The European Market Infrastructure Regulation (EMIR) places reporting and risk mitigation requirements on pension scheme trustees entering into derivative contracts. It is important that trustees entering into relevant contracts understand their obligations and, where appropriate, ensure that responsibility for compliance is properly delegated to their fund managers.
The risk mitigation requirements apply only to "over the counter" (OTC) derivatives. In our experience pension scheme trustees are more likely to be involved in bespoke derivative contracts, which will generally be OTCs. Trustees therefore need to be aware of the requirements and include relevant provisions in fund management agreements with the responsibility for complying with EMIR being expressly delegated to the fund manager where appropriate. The key risk mitigation requirements at this stage are:
- All transaction must be confirmed in writing by each counterparty and key terms reconciled.
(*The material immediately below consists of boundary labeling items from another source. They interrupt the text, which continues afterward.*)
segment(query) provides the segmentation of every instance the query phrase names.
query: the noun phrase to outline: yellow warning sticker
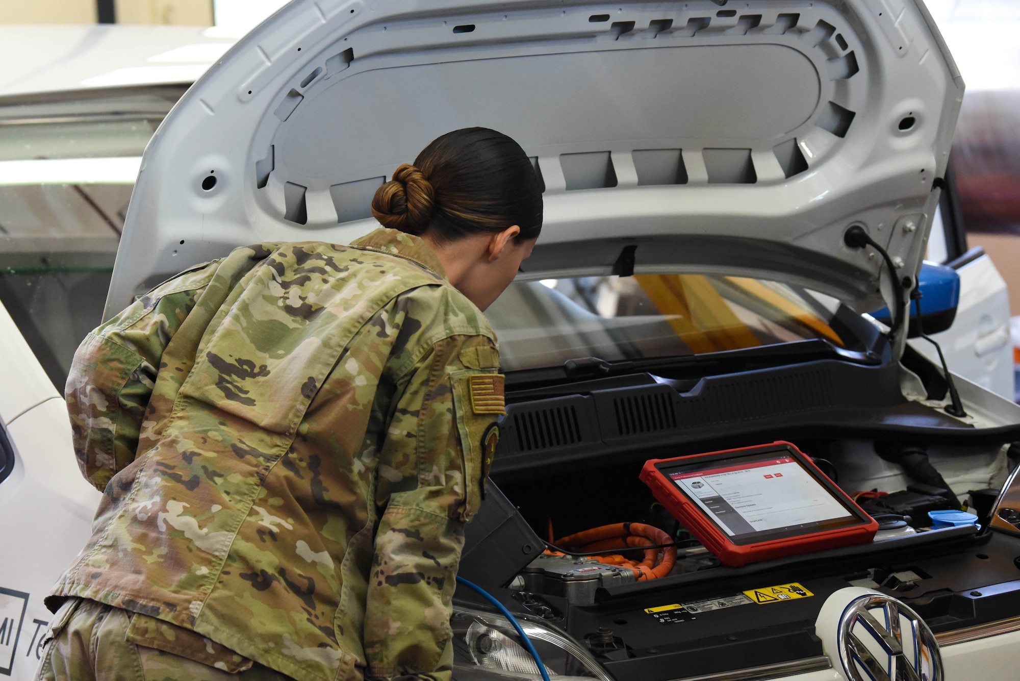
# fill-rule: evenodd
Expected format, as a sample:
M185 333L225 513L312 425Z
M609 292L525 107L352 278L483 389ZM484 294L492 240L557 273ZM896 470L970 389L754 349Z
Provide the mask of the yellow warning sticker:
M807 598L814 595L797 582L789 584L779 584L778 586L765 586L760 589L745 591L745 595L758 605L767 603L779 603L780 600L793 600L794 598Z
M683 608L683 606L681 606L678 603L674 603L672 606L659 606L658 608L646 608L645 612L651 615L652 613L663 613L667 610L676 610L677 608Z

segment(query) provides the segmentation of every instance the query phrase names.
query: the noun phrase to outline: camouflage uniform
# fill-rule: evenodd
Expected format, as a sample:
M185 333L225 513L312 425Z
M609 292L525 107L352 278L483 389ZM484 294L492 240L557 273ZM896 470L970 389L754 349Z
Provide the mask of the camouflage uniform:
M74 449L105 495L48 605L131 611L155 632L131 640L239 653L235 671L449 679L498 366L415 237L263 244L180 274L75 355Z

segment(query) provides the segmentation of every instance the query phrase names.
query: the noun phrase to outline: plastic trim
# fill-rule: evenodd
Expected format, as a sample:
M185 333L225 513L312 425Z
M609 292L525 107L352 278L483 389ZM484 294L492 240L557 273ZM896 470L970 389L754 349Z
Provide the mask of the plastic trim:
M826 669L832 669L832 663L822 654L814 658L779 662L774 665L748 667L747 669L731 670L729 672L717 672L703 676L685 676L673 681L758 681L759 679L774 679L780 676L793 676L794 674L821 672Z
M940 646L955 645L957 643L976 641L980 638L988 638L989 636L1008 634L1013 631L1020 631L1020 616L1011 617L1007 620L975 624L972 627L964 627L963 629L956 629L954 631L944 631L935 634L935 640L938 641L938 645Z

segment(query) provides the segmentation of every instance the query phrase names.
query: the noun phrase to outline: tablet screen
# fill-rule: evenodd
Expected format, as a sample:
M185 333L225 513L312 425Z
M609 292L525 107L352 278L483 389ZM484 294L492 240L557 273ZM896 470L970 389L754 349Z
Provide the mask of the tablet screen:
M785 450L662 473L737 544L864 522Z

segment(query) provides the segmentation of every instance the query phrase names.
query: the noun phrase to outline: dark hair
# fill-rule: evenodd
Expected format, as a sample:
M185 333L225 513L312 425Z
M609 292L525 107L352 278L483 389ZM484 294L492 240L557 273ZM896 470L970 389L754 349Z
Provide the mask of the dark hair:
M542 230L542 191L516 142L488 127L447 133L405 163L372 198L384 226L442 241L520 226L518 241Z

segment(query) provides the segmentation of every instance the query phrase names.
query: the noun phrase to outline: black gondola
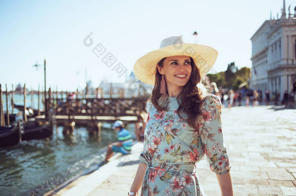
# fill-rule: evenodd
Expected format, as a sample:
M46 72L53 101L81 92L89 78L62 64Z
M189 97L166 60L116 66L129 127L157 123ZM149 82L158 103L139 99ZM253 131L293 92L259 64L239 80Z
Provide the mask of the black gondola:
M42 125L36 125L33 123L34 121L34 120L30 123L28 119L24 125L23 131L21 131L22 141L46 138L52 135L53 127L51 120L47 121Z
M19 131L18 124L11 127L0 127L0 147L8 147L17 144L20 137Z
M24 106L21 105L16 105L14 104L14 107L17 109L19 111L24 111ZM38 115L38 109L32 109L30 107L27 108L28 113L27 113L27 116L29 118L33 117L35 116ZM44 115L44 112L43 111L40 111L40 115Z

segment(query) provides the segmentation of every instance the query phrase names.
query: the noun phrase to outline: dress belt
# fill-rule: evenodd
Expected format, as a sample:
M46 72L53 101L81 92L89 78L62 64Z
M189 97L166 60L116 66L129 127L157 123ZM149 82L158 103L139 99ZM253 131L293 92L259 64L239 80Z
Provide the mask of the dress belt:
M194 174L197 171L197 166L195 164L195 163L193 163L193 162L187 162L187 163L161 163L160 164L158 165L158 166L161 166L162 164L165 163L166 165L194 165L195 166L195 169L194 172L192 173L192 175ZM151 169L156 169L157 170L159 171L169 171L168 170L167 170L166 168L159 168L159 167L157 167L157 166L148 166L148 167L147 167L147 171L148 171L148 170L150 170ZM148 172L146 172L148 173Z

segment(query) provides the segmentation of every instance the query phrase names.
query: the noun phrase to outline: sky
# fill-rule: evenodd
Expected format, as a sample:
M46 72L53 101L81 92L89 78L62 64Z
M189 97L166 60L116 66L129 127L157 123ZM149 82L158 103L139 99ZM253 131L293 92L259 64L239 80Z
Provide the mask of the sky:
M291 5L294 13L294 2L286 0L287 13ZM0 84L2 90L19 83L41 88L45 59L47 87L74 90L86 80L95 87L102 80L122 82L138 59L159 49L163 39L181 35L185 43L218 51L216 72L233 61L251 67L250 39L270 12L280 16L282 5L282 0L0 0ZM88 35L89 46L83 44ZM110 52L127 69L125 75L119 76L93 52L98 44L106 49L102 55Z

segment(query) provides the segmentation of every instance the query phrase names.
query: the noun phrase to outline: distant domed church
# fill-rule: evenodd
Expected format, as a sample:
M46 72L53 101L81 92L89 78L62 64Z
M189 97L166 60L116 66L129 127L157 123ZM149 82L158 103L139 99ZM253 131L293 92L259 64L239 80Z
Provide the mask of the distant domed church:
M296 7L286 14L283 0L280 18L265 20L252 36L249 87L280 94L296 91Z

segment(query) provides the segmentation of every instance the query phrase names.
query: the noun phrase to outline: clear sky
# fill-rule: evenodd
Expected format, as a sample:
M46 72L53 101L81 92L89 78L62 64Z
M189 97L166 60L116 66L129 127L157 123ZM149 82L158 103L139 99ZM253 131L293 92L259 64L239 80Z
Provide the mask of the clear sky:
M282 1L0 0L0 83L11 88L26 83L36 90L43 85L44 59L47 86L59 90L84 87L85 76L95 87L104 78L123 82L125 75L118 77L104 64L94 46L101 43L129 75L136 60L158 49L163 39L181 35L185 42L218 50L217 72L232 61L251 67L250 38L270 11L280 16ZM294 13L293 2L286 0L287 13L291 4ZM83 41L91 32L94 44L87 47ZM36 62L42 65L37 71Z

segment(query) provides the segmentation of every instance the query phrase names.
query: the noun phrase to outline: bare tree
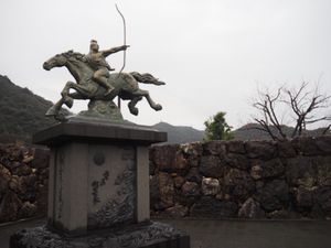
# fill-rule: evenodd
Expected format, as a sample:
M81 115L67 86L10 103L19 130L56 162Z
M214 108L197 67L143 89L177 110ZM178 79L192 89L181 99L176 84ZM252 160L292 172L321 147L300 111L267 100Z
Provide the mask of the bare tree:
M288 89L282 86L276 94L258 90L258 98L253 104L259 112L259 117L254 118L259 123L257 129L267 132L273 140L284 140L302 136L309 125L330 121L331 116L322 115L318 109L328 108L331 96L320 94L318 86L313 90L308 86L305 82L299 88ZM285 108L280 109L279 105ZM290 117L290 122L295 126L292 133L285 132L284 117L280 118L279 110L289 111L286 117ZM331 125L322 133L325 134L330 127Z

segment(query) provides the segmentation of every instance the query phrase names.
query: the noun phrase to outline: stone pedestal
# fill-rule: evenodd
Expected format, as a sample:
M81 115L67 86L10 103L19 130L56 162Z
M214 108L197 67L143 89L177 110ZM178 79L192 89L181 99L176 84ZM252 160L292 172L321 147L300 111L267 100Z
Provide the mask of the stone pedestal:
M148 147L167 133L71 119L33 140L51 148L47 224L17 233L11 248L190 247L182 231L150 222Z

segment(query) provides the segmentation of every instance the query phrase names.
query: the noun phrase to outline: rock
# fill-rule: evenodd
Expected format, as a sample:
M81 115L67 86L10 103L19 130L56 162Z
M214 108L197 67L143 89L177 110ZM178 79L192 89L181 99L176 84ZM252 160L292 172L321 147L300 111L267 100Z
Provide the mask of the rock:
M191 168L185 179L191 182L201 183L202 176L197 168Z
M236 203L218 201L212 196L202 196L193 204L190 216L207 218L235 218L238 206Z
M216 155L203 155L200 161L200 172L207 177L222 177L225 164Z
M156 174L156 169L157 169L157 165L150 160L149 161L149 174L154 175Z
M203 177L202 193L204 195L216 195L220 192L220 182L216 179Z
M203 143L203 153L206 155L222 157L226 153L226 147L224 141L213 140Z
M266 217L273 219L286 219L289 218L289 213L286 209L279 209L279 211L267 213Z
M331 139L330 136L320 136L316 139L316 145L322 155L331 154Z
M239 218L264 218L265 212L260 208L258 202L249 197L241 207L238 212L238 217Z
M293 158L297 155L297 152L292 143L288 140L277 142L278 154L280 158Z
M313 191L313 205L322 211L322 216L331 217L331 187L321 186Z
M169 207L164 211L162 216L171 217L171 218L182 218L189 214L189 208L182 205L174 205L173 207Z
M22 161L24 157L24 150L22 147L18 145L9 145L7 148L7 154L9 154L9 159L11 161Z
M160 172L158 177L159 177L159 192L160 192L161 206L164 208L171 207L174 205L173 179L168 173L163 173L163 172Z
M254 163L254 165L252 165L250 168L250 176L254 180L260 180L263 177L261 174L263 174L261 165Z
M35 192L35 198L36 198L35 205L39 214L46 213L47 196L49 196L47 186L39 184Z
M250 159L270 160L277 157L276 143L273 141L245 142L245 149Z
M227 151L229 153L239 153L239 154L245 154L245 145L244 141L242 140L231 140L226 142Z
M34 159L31 154L24 154L24 158L22 160L23 163L30 163Z
M225 155L225 162L228 166L247 170L249 168L249 160L242 154L228 153Z
M32 169L24 163L20 163L18 166L12 169L12 174L18 176L30 175L31 173L32 173Z
M183 176L175 176L173 183L177 188L181 188L185 181L186 180Z
M317 184L320 186L331 186L331 157L318 157Z
M295 205L299 212L307 212L312 207L312 190L303 186L295 190Z
M225 172L222 191L234 202L244 202L255 190L255 183L246 171L229 169Z
M18 195L8 191L0 204L0 223L15 220L22 207L22 202Z
M13 175L9 181L9 188L17 194L23 193L22 180L18 175Z
M289 187L285 180L267 182L257 188L254 200L267 212L279 211L289 203Z
M29 218L36 214L36 206L30 202L24 202L18 217L19 218Z
M330 137L298 137L292 140L292 144L298 154L301 155L328 155L331 151Z
M183 153L185 154L186 161L190 168L196 168L200 163L200 157L202 155L203 149L201 142L185 143L181 145Z
M277 177L285 171L280 159L273 159L268 161L252 160L250 175L255 180Z
M6 166L0 164L0 195L8 191L10 180L10 171Z
M317 184L316 159L297 157L287 160L286 176L290 185L312 187Z
M186 197L200 195L201 193L197 183L186 181L182 185L182 194Z
M179 144L153 147L151 154L159 171L177 172L186 170L189 166Z

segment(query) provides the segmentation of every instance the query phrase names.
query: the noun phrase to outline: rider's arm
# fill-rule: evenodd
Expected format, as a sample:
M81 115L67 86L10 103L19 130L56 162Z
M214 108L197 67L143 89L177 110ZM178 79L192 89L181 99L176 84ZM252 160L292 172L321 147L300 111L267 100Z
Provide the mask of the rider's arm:
M127 47L129 47L129 45L121 45L121 46L116 46L116 47L113 47L110 50L104 50L102 51L103 55L106 57L113 53L117 53L119 51L124 51L124 50L127 50Z

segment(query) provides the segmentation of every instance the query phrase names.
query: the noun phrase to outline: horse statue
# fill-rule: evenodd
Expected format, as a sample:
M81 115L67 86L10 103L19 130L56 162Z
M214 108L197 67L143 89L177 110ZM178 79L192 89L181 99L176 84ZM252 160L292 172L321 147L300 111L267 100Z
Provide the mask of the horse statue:
M110 94L106 95L106 88L93 79L94 69L86 63L84 54L68 51L56 54L43 64L43 68L46 71L63 66L68 69L76 83L67 82L65 84L65 87L61 91L62 98L47 110L46 116L53 116L57 120L63 120L60 114L61 107L66 105L71 108L74 104L74 99L89 99L88 110L96 112L98 116L103 116L107 112L107 108L117 108L113 101L116 96L124 100L130 100L128 108L135 116L139 112L136 105L142 97L147 99L149 106L156 111L162 109L161 105L156 104L151 99L149 91L140 89L138 85L138 83L164 85L163 82L158 80L158 78L154 78L151 74L140 74L137 72L113 73L108 77L108 84L110 84L114 89ZM71 89L75 91L70 91ZM120 119L121 115L118 118Z

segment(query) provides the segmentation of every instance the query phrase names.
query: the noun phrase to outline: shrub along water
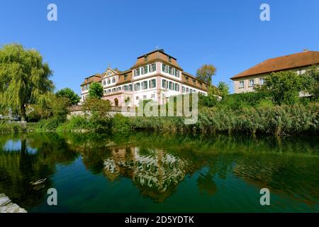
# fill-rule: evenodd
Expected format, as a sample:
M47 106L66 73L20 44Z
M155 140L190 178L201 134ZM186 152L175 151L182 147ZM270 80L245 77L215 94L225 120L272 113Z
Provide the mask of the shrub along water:
M319 104L307 106L276 106L201 109L195 125L185 125L179 117L133 117L132 129L164 132L318 134Z

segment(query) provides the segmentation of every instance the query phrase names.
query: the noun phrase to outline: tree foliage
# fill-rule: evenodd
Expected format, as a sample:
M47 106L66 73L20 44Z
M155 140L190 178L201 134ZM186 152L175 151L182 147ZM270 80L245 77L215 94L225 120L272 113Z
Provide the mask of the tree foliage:
M229 86L225 82L220 82L217 85L218 95L222 98L225 97L229 94Z
M103 96L103 87L99 82L93 82L90 84L89 96L92 99L101 99Z
M77 105L80 101L80 97L71 89L66 87L55 93L57 97L65 97L69 99L69 105Z
M279 104L293 104L302 91L302 77L293 71L272 72L265 77L264 84L257 91L271 91L273 101Z
M216 73L216 68L213 65L203 65L197 70L196 75L198 79L206 82L209 86L211 85L211 77Z
M319 98L319 70L317 67L311 67L301 75L302 89L313 96L315 100Z
M100 118L108 117L108 112L111 110L111 103L108 100L103 100L96 98L88 98L82 105L83 111L91 115L96 115Z
M53 93L47 93L38 99L38 104L27 106L28 121L38 121L51 117L56 117L62 121L67 118L69 100L66 97L58 97Z
M52 72L35 50L18 44L0 49L0 108L16 111L26 118L26 107L53 90Z

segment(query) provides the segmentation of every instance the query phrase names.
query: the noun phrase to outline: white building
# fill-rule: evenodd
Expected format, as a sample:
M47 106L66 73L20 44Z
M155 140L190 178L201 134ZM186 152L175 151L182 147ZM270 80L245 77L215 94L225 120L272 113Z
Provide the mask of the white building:
M103 99L112 106L138 106L141 100L153 100L165 104L167 98L186 93L207 94L208 86L196 77L184 72L177 59L163 50L157 50L138 57L135 64L125 71L108 68L102 74L85 79L81 84L82 101L89 93L89 85L101 82Z

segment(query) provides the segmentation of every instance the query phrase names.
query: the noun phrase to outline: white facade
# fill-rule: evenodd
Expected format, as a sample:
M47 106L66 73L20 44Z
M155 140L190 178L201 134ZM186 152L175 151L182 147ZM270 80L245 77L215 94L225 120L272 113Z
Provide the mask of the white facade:
M108 68L100 80L103 89L103 99L109 100L116 106L121 106L124 103L128 105L128 102L129 106L137 106L142 100L163 104L172 96L194 92L207 94L203 86L198 87L199 85L191 83L196 80L198 84L196 77L187 74L189 76L186 77L189 77L191 83L183 81L182 70L169 60L167 62L162 60L145 61L145 65L140 61L138 65L125 72ZM129 79L123 79L123 77ZM88 89L86 85L82 85L82 101L88 94Z

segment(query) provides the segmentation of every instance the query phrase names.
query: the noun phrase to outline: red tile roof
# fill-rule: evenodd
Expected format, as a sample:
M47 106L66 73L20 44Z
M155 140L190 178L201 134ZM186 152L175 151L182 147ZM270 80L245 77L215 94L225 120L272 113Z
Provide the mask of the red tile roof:
M270 58L231 77L231 79L255 74L290 70L319 64L319 52L305 51L282 57Z
M92 82L101 82L101 78L102 77L101 74L95 74L91 77L89 77L87 78L85 78L84 81L83 82L83 83L81 84L81 86L85 85L85 84L91 84Z

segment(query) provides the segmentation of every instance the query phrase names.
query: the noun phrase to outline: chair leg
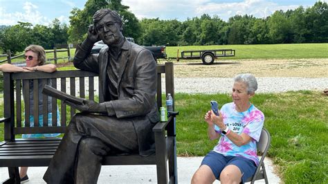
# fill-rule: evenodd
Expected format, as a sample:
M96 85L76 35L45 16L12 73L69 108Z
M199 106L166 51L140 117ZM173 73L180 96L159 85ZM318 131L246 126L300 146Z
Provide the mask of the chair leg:
M174 142L175 144L175 142ZM174 147L172 147L172 150L170 151L170 156L168 158L169 160L169 180L170 183L176 183L176 160L175 157L175 150Z
M262 169L263 169L263 176L264 176L265 183L268 184L268 176L266 176L266 172L265 170L264 165L263 165Z
M167 184L167 167L165 160L166 143L163 132L155 133L157 183Z
M21 178L19 177L19 170L18 169L18 167L8 167L8 173L9 178L4 181L3 183L21 183Z

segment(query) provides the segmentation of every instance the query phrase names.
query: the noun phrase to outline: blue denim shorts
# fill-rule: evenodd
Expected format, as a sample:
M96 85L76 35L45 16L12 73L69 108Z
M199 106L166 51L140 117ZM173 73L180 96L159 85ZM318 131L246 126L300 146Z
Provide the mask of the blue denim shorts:
M217 179L220 177L221 172L228 165L234 165L239 168L242 174L242 182L252 177L256 171L256 165L252 160L233 156L224 156L215 151L210 151L203 159L201 165L206 165L212 169Z

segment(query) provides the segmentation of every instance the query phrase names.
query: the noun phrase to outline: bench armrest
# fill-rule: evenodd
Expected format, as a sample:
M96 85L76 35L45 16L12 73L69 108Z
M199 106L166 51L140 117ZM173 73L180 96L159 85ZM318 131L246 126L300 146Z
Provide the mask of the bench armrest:
M174 120L174 118L179 115L179 111L167 111L169 114L169 118L166 122L158 122L155 125L153 128L153 131L163 131L165 129L166 126L169 124L170 122Z
M10 118L1 118L0 123L6 122L6 121L9 121L10 119Z

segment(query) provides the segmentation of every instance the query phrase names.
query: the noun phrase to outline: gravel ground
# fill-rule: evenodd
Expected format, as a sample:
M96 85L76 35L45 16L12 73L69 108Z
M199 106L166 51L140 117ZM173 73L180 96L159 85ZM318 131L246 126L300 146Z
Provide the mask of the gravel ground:
M315 90L328 88L328 77L257 77L256 93L280 93L288 91ZM165 84L165 83L164 83ZM174 78L175 93L230 93L233 78Z

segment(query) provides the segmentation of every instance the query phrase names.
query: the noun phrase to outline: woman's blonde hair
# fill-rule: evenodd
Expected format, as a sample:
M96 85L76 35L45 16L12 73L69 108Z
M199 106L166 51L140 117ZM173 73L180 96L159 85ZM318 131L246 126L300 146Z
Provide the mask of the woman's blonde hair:
M42 46L38 45L29 45L25 48L25 53L27 51L32 51L37 54L37 60L39 65L44 65L46 62L46 51Z

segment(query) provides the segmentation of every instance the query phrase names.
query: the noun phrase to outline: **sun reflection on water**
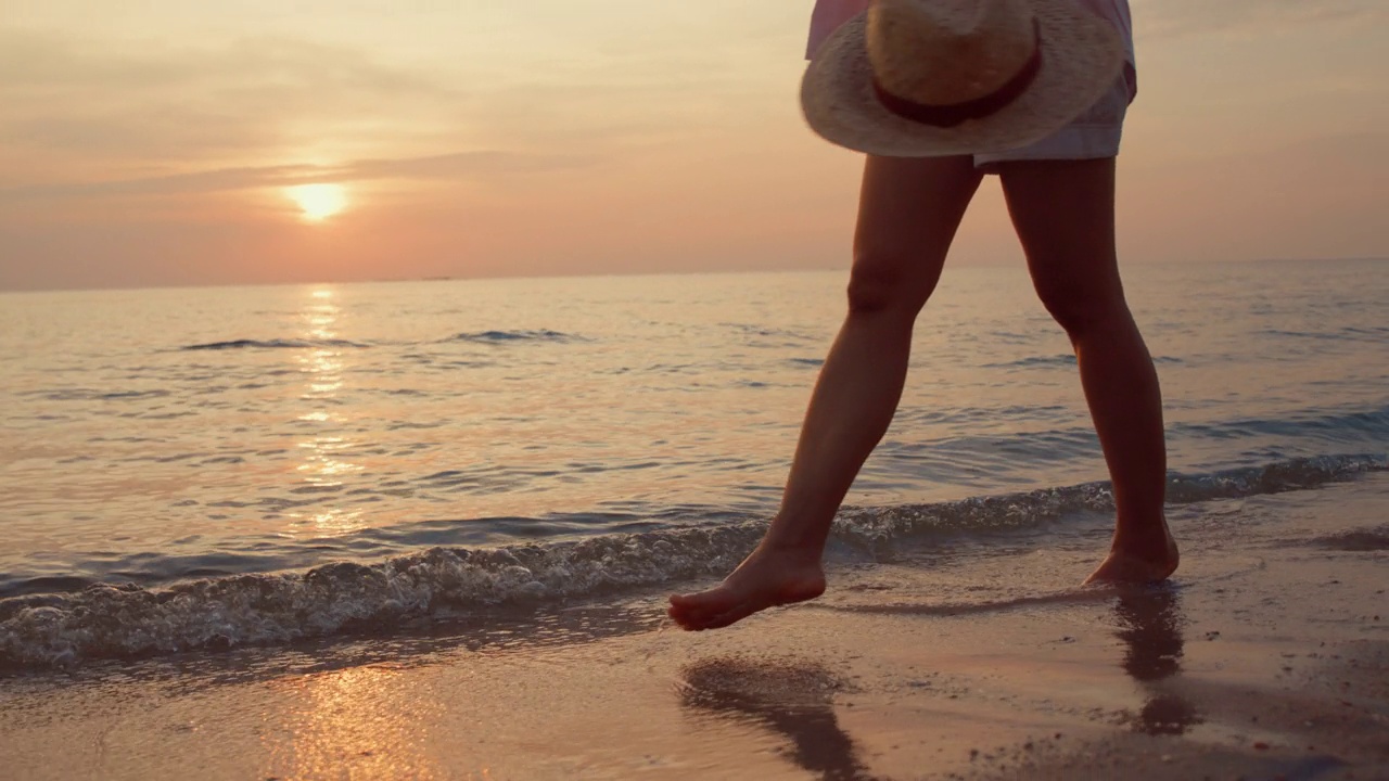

- Consideration must be given to "compressing" transactions with the same counterparty (depending on the number of arrangements with that counterparty). Compressing involves reducing the number of outstanding transactions without changing the risk profile or value of the portfolio.
- Dispute resolution procedures must be in place. This can be achieved by adhering to an industry protocol.
New reporting requirements apply to both OTC and exchange traded derivative contracts. Information on each derivative trade must be reported to a trade repository (TR). Trustees should either expressly delegate this obligation to their fund manager or report directly to a TR. If delegating, trustees should make sure the delegate is willing to accept the delegation and have processes in place to ensure that reports submitted are timely and accurate. A third option would be to rely on the counterparty to report but trustees would need to be certain that reports are submitted to the required standard.
Trustees investing in derivative contracts should, if they have not already done so, discuss the issues with their fund managers. Fund management agreements may need amending to properly document any delegations and ensure that the trustees comply with their obligations under EMIR.
The content of this article is intended to provide a general guide to the subject matter. Specialist advice should be sought about your specific circumstances.